An abysmal start at Penn State on Wednesday night turned into a dreadful 40 minutes with few bright spots, and No. 17 Maryland fell, 78-61, against a Nittany Lions team that has now won just five conference games. Maryland finished with 17 turnovers, committing at least 15 for the fourth straight game, and the usually solid Terrapins defense let Penn State shoot 45.8 percent from the field.
“We’ve started poorly a lot, so I thought we’d respond, but we never really responded,” Coach Mark Turgeon said. “… About the 10-minute mark, you knew we weren’t us tonight. And there was no fight in us. That was the disappointing part.”
As Penn State extended what had been a 22-point halftime lead early in the second half, Turgeon opted to substitute all five of his starters at once. In less than five minutes, the starting five had committed four turnovers, fouled twice and didn’t run back on defense. Turgeon had seen enough and sat the whole group.
“That was about all I could take,” Turgeon said. “I was just trying to find somebody that was going to play hard and play with a little energy in the game.”
Maryland (21-8, 12-6 Big Ten) trailed 49-24 at that point, the 15:31 mark. The deficit reached 29 before the five starters returned about two minutes later, and any improvement after they had been forced to sit was modest. Maryland got within 16 with about six minutes to go, but the Terps couldn’t climb any closer.
Freshman guard Eric Ayala described the performance by saying it looked as if the entire team had caught an “unsettling bug.”
“It’s kind of like a sickness,” Ayala said. “You just wake up one day, and you just have it, and you don’t know how to control it. We just had that today.”
Ayala said his coach wrote “play harder” on the locker room whiteboard at halftime, but by the 15-minute mark in the second half, Turgeon decided to treat the rest of the game as if it were a practice because a win was essentially out of reach.
Penn State (12-16, 5-12) lost its first 10 Big Ten games this season, but the Nittany Lions entered Wednesday’s game having won four of their previous six, including an upset victory over Michigan. And Happy Valley hasn’t treated the Terps well in the past: Maryland hasn’t won at Penn State since 2015.
Some of the issues that have haunted the Terps this year were on full display at Bryce Jordan Center, namely the turnovers. Maryland’s 17 giveaways were among the most in a game the season for a team that sits at the bottom of the conference in turnovers per game. Penn State scored 26 points off Maryland’s giveaways.
Junior forward Lamar Stevens, who is second in the Big Ten at nearly 20 points per game, scored 24 for Penn State on 9-for-17 shooting with Maryland freshman Jalen Smith guarding him most of the night.
Junior guard Anthony Cowan Jr. led Maryland with 15 points, and freshman guard Aaron Wiggins reached double digits as well with 11. The team shot 51.9 percent from the field in the second half, a major improvement from the first half, but its miscues were too much to overcome.
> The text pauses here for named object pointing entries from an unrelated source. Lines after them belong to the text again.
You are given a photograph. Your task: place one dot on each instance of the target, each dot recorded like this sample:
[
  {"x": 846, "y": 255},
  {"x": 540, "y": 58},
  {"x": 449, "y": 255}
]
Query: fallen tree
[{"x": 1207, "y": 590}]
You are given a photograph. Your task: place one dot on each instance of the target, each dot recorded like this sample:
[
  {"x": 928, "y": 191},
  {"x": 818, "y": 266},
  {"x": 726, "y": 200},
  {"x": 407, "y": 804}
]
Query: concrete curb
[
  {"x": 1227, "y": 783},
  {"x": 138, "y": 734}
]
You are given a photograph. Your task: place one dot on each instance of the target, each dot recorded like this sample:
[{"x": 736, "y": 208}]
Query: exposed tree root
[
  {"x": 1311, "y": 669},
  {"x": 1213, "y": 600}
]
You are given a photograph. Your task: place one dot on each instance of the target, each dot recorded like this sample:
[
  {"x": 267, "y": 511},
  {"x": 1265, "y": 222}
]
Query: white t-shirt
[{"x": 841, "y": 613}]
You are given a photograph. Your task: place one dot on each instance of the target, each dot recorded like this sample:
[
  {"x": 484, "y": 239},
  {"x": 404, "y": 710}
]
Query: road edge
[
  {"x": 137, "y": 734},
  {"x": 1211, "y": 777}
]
The lack of defensive stops, Cowan said, prevented Maryland from finding any sense of rhythm. The Terps played a bit better down the stretch, but that offered little solace on a night Penn State dominated most of the game.
“We didn’t look like ourselves at all tonight,” Cowan said. “We just couldn’t get it going.”
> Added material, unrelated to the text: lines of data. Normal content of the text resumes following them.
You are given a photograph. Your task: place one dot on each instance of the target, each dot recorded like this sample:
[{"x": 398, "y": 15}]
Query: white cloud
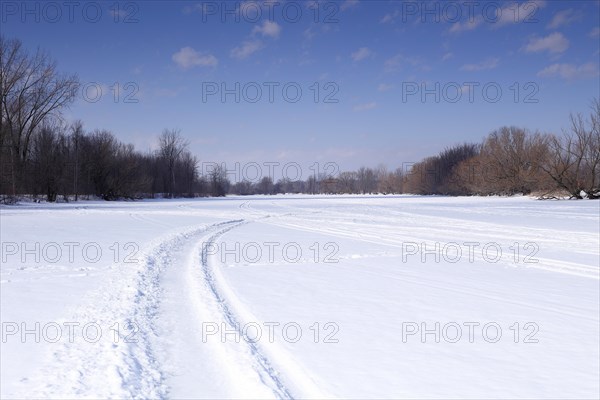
[
  {"x": 564, "y": 18},
  {"x": 268, "y": 28},
  {"x": 361, "y": 54},
  {"x": 570, "y": 71},
  {"x": 467, "y": 25},
  {"x": 525, "y": 12},
  {"x": 188, "y": 58},
  {"x": 390, "y": 17},
  {"x": 554, "y": 43},
  {"x": 393, "y": 63},
  {"x": 489, "y": 63},
  {"x": 347, "y": 4},
  {"x": 384, "y": 87},
  {"x": 246, "y": 49},
  {"x": 365, "y": 107},
  {"x": 447, "y": 56},
  {"x": 396, "y": 62}
]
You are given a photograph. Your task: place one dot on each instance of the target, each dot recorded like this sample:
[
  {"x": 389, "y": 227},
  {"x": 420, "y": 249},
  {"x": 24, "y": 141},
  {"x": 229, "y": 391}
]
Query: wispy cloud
[
  {"x": 246, "y": 49},
  {"x": 508, "y": 15},
  {"x": 395, "y": 63},
  {"x": 447, "y": 56},
  {"x": 489, "y": 63},
  {"x": 187, "y": 58},
  {"x": 384, "y": 87},
  {"x": 347, "y": 4},
  {"x": 361, "y": 54},
  {"x": 564, "y": 18},
  {"x": 364, "y": 107},
  {"x": 390, "y": 17},
  {"x": 555, "y": 43},
  {"x": 570, "y": 71},
  {"x": 268, "y": 28}
]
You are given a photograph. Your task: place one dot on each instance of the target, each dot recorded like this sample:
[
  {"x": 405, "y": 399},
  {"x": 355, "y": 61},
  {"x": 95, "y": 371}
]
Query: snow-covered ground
[{"x": 302, "y": 297}]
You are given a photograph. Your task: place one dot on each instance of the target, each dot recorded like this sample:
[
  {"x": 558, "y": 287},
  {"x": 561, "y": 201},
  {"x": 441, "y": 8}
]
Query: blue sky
[{"x": 372, "y": 58}]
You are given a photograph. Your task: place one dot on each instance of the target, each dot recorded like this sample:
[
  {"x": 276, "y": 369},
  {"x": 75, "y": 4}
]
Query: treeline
[
  {"x": 43, "y": 157},
  {"x": 514, "y": 161}
]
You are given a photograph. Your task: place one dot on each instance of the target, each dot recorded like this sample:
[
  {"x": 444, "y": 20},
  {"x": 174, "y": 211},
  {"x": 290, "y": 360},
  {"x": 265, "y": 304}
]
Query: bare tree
[
  {"x": 31, "y": 91},
  {"x": 171, "y": 147},
  {"x": 574, "y": 161}
]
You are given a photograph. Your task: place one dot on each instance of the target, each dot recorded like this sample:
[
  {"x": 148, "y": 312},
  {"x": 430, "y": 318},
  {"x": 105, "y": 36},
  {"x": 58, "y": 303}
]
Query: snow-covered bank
[{"x": 301, "y": 296}]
Maryland’s struggles began right away. The Terps missed 10 of their 12 field goal attempts before the first media timeout and committed two turnovers during that span. After both turnovers, one of which came on Maryland’s opening possession, Penn State hit three-pointers in transition. The Nittany Lions built a double-digit lead less than five minutes into the game.
But unlike at other times this season, the Terps didn’t show signs of a turnaround as the first half progressed. By halftime, Maryland had committed eight turnovers, four by sophomore forward Bruno Fernando (nine points, eight rebounds). The Terps made just 31 percent of their shots before halftime, including 1 of 10 from deep. Penn State outrebounded Maryland, usually a dominant force on the boards, and the Nittany Lions finished the half shooting 51.6 percent from the field.
Penn State freshman guard Myles Dread, who played at Gonzaga College High in the District, scored 15 of his 17 points in the first half, including three three-pointers. Twice, Maryland fouled Dread on three-point shots, and both times he hit 2 of 3 free throws.
Maryland’s last two regular season games will come at home, so the Terps will finish the year with a 5-5 road record in the Big Ten. Four of those wins came by double digits. Maryland won just two conference games in opponents’ gyms last season, but the improvement will feel like small consolation after ending this year’s road slate with such a disappointing effort.
“Hopefully this wakes us up a little bit,” Turgeon said. “It’ll be nice to go home. … We get some time to practice, get ready for postseason, but my guys have responded all year.”